Ever wonder how those robots in the movies seem to transform into objects much larger or smaller than themselves? Laws of physics teach us what we intuitively know: it is not possible to transform an object into something larger or smaller than the original. As such, a house that folds open from a normal-sized, innocent-looking wooden table … well, it is bound to be pretty small.
Putting practicality aside for the moment, however, the pull-down walls and pop-up roof are impressively smooth when seen in operation (as shown in the video included here). The pictures and short film show that the intent is also likely not to make this an alternative abode but rather a play-space for children – a kind of convertible club-house that serves a second purpose as a standard four-legged wood table when not being used as a toy.

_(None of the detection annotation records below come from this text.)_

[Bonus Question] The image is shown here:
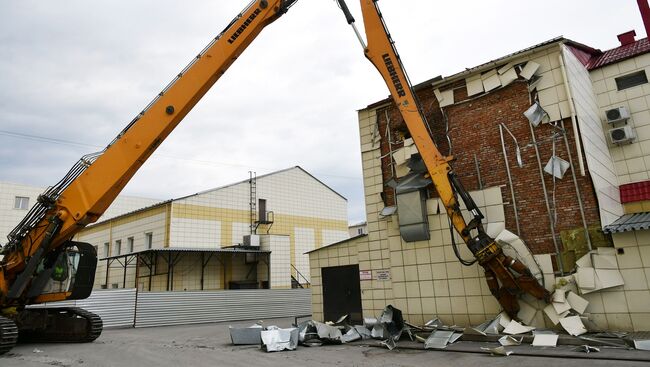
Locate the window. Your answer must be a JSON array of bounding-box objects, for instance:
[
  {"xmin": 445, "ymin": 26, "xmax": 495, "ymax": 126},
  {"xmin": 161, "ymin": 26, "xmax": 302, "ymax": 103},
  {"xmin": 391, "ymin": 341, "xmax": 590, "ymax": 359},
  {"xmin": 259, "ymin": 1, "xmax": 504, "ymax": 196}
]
[
  {"xmin": 615, "ymin": 70, "xmax": 648, "ymax": 90},
  {"xmin": 144, "ymin": 232, "xmax": 153, "ymax": 250},
  {"xmin": 14, "ymin": 196, "xmax": 29, "ymax": 210}
]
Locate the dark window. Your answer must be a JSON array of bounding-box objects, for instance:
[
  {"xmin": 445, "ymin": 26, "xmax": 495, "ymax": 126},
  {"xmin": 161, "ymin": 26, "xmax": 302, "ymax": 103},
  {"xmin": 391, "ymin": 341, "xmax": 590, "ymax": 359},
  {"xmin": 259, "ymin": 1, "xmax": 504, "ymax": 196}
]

Ingred Brandth did not design this as a nuclear fall-out shelter for serious emergencies, but rather as a place where someone could feel emotionally safe and psychologically protected. As an added bonus, this miniature playroom is also a natural secret – kids can choose to show friends or keep it to themselves. The ability to easily and quickly pull-down ‘walls’ and pop up a simple ‘roof’ creates the feeling of sitting inside a very very small and cozy little house-within-a-home.
From Fast Company:
“Brandth is on to something–scary monsters (or pesky neighbors) can strike at any time. What other household items should be made bunker-ready? A refrigerator, to avoid being caught late-night snacking on roommates’ goodies. Or a desk, to sneak a quick nap at work. Oh wait, they have that.”
It’s fun for kids, yes, but isn’t there a part of you that wants to hide under it, too? Whether you’re an introvert who needs to isolate away from other people every once in a while or just want to covertly nap at work, the Shelter Table offers a fun little hideaway in an unexpected package.